Yesterday I met Cate Newman-Marshall again at Nineteen Squares for a proper meeting to talk about the book. I had sent her some pages in advance, as far as I had gotten with writing and translating. (A lot of the work is translating my checklists.) She had a lot of good questions of understanding, coming from her deep understanding of the topic, but reading about the business campaigning® concept for the first time. One major discussion point were the meanings of expressions, which form the foundation of the concept, expressions like pulling out all the stops, guidelines, tools etc.

I had a sentence „Campaigning is all about achieving goals effectively at minimum costs.“ Cate’s feedback showed me that there was one important point missing, which is so clear to me (but maybe not to others): Campaigning is also about motivating people. And, and this is most important: it is not about  cheapness. Campaigning can be very costly indeed. But it delivers a real and measurable Return on Investment (ROI), and so it is about maximizing ROI. The discussion went on to the fact that campaigning is also about generating new insights that take you to a higher level of understanding your business and integrate a wide range of tools, domains, fields and disciplines.
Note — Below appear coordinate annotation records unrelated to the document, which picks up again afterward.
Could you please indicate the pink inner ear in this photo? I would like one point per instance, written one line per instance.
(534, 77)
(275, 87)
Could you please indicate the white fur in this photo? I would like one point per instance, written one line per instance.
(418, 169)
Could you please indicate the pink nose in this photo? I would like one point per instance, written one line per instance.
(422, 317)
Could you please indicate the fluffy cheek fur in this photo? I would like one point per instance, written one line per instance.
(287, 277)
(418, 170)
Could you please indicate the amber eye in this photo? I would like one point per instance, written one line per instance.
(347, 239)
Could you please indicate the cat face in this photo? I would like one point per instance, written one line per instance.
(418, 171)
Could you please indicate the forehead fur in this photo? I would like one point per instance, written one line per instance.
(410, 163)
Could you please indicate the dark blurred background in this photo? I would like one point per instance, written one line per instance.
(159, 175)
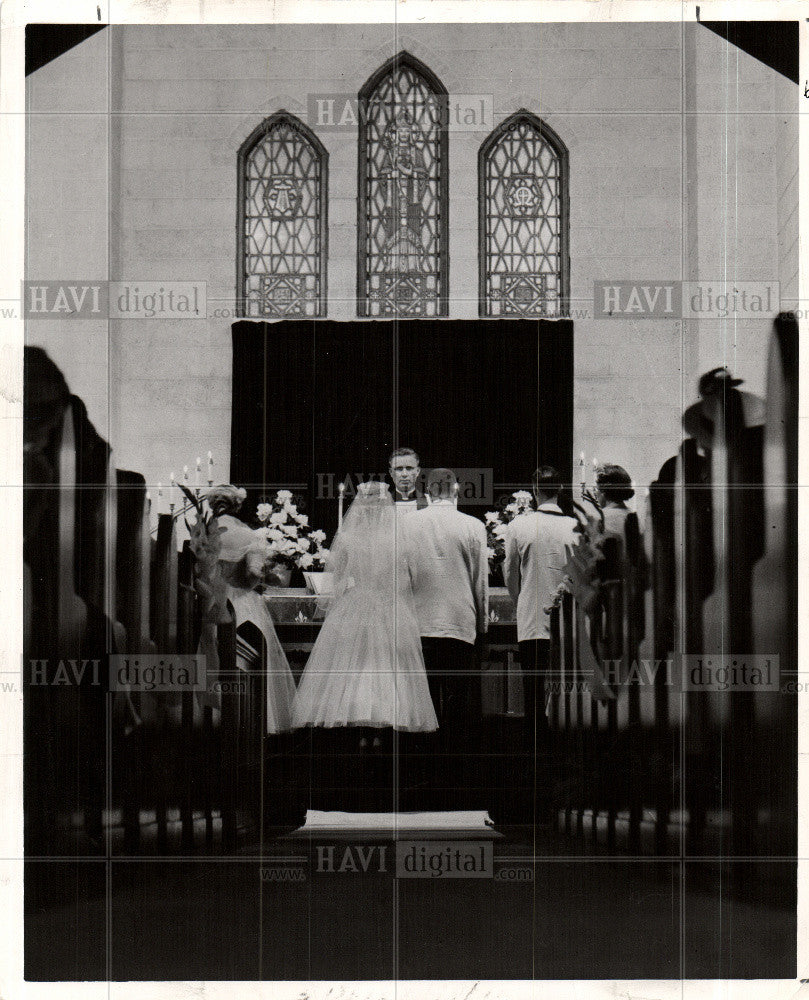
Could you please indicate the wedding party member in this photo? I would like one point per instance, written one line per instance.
(366, 668)
(242, 559)
(613, 489)
(405, 471)
(533, 568)
(448, 555)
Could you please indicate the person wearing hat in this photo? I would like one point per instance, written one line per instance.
(613, 489)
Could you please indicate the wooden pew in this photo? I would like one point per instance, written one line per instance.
(774, 593)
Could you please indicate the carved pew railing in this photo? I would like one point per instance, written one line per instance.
(657, 763)
(106, 768)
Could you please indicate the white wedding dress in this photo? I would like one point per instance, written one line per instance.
(366, 668)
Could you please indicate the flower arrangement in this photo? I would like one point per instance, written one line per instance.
(292, 541)
(496, 521)
(206, 544)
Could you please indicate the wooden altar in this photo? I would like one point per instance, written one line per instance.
(299, 614)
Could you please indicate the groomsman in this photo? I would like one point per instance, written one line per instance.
(534, 564)
(450, 570)
(405, 472)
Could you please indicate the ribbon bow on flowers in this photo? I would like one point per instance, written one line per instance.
(582, 581)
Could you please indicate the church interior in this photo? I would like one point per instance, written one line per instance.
(503, 246)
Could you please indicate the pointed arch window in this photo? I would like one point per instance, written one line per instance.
(403, 223)
(523, 204)
(282, 220)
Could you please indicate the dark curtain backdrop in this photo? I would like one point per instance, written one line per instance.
(330, 399)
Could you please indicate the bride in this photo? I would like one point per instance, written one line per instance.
(366, 668)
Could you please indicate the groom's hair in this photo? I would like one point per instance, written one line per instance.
(547, 481)
(401, 453)
(440, 482)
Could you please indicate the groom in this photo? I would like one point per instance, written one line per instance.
(404, 471)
When she asked me what I meant with „To be able to find the most effective and efficient tools you need to be aware of any possibly helpful tool, approach, tactics or technique.“ I explained it by the help of a real example. A few years ago the owner of a small headhunter agency met us, because she wanted us to do PR or advertising for her. (She had heard, campaigning was cheap PR or advertising…) Her business had been going down since 5 months, starting in April that year. We discussed various options and decided to sleep one night over it and make a decision next day. However, during the next 24 hours I could not get out of my head that she had mentioned four times during that meeting of one hour, that she had a car accident in March with a whiplash trauma as a result. My guts were telling me there was a connection. (Today I see it more clearly: such a trauma can have a huge impact on a person’s appearance, which in turn can have a huge impact on her staff’s performance in such a small agency.) So, I took all my courage, called her and told her I had a feeling she should wait with a PR campaign and instead try a trauma therapy. I also gave her the number of a friend of mine who is a trauma therapy specialist. I never heard of her again and gone was the new business… But… a few months later my friend told me that I had been right. After a few sessions the lady’s business was back on track. I had chosen the right tool.
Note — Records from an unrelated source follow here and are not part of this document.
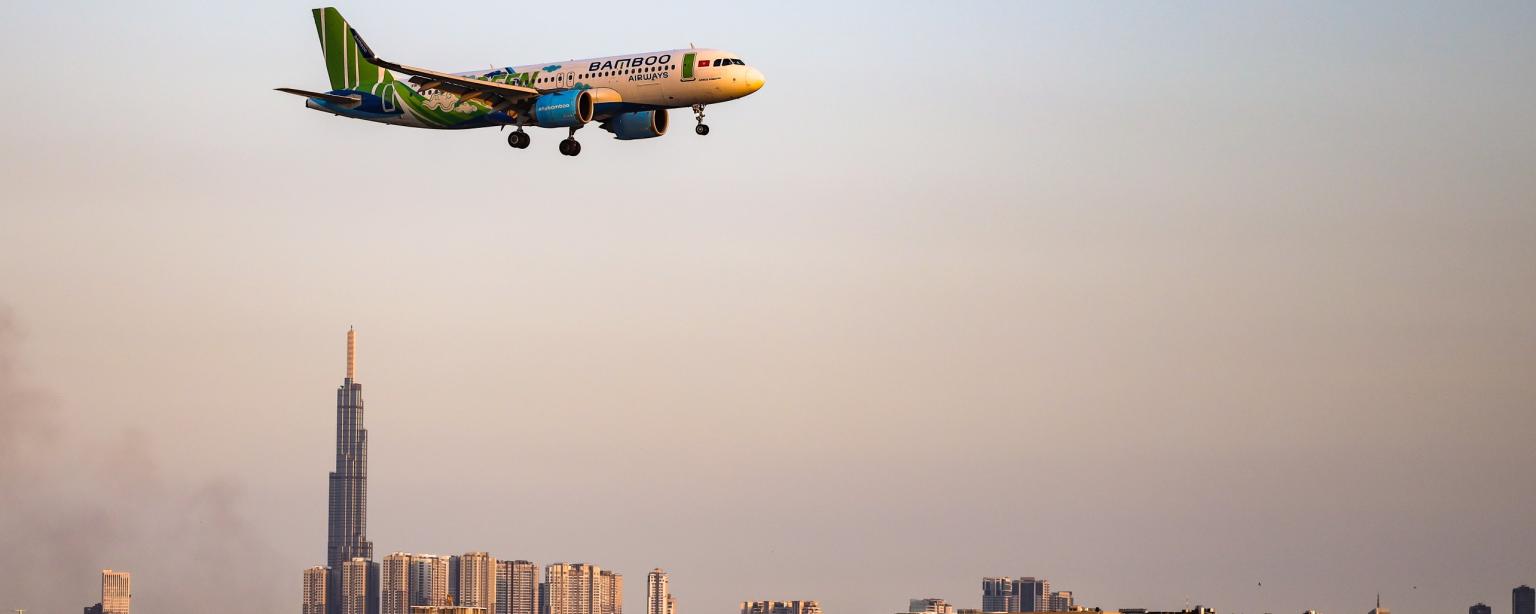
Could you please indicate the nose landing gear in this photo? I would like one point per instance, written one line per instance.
(698, 112)
(519, 140)
(570, 146)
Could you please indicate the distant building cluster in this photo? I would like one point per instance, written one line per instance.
(352, 582)
(1023, 594)
(117, 593)
(797, 607)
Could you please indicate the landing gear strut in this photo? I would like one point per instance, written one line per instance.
(698, 112)
(570, 146)
(519, 140)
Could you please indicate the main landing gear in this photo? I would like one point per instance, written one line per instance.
(698, 112)
(570, 146)
(519, 140)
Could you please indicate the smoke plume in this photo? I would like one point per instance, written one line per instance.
(72, 504)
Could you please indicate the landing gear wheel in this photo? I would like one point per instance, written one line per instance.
(698, 114)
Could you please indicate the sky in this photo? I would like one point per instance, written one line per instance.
(1166, 303)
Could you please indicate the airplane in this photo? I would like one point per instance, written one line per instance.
(627, 95)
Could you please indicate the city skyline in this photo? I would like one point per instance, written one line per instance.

At this point Cate intervened and asked about the right expression. She said, trauma therapy was not a tool, rather an approach or technique. I said „Yes, that’s why I keep talking about the wide range of tools, techniques and approaches that a campaigner needs to know“. Cate said correctly that this was pretty complicated. But we came to the conclusion that our languages (English and German) do not provide any expression that expresses exactly what I was meaning to say. Maybe we need to create a new word! (Like the word motorbike as created when there were motorbikes etc.)

After playing around with the different words we came to „changerator„, derived from change generator. Because every tool, approach or technique is about delivering the change that you aim for.

So, what do you think about this? I am curious to know!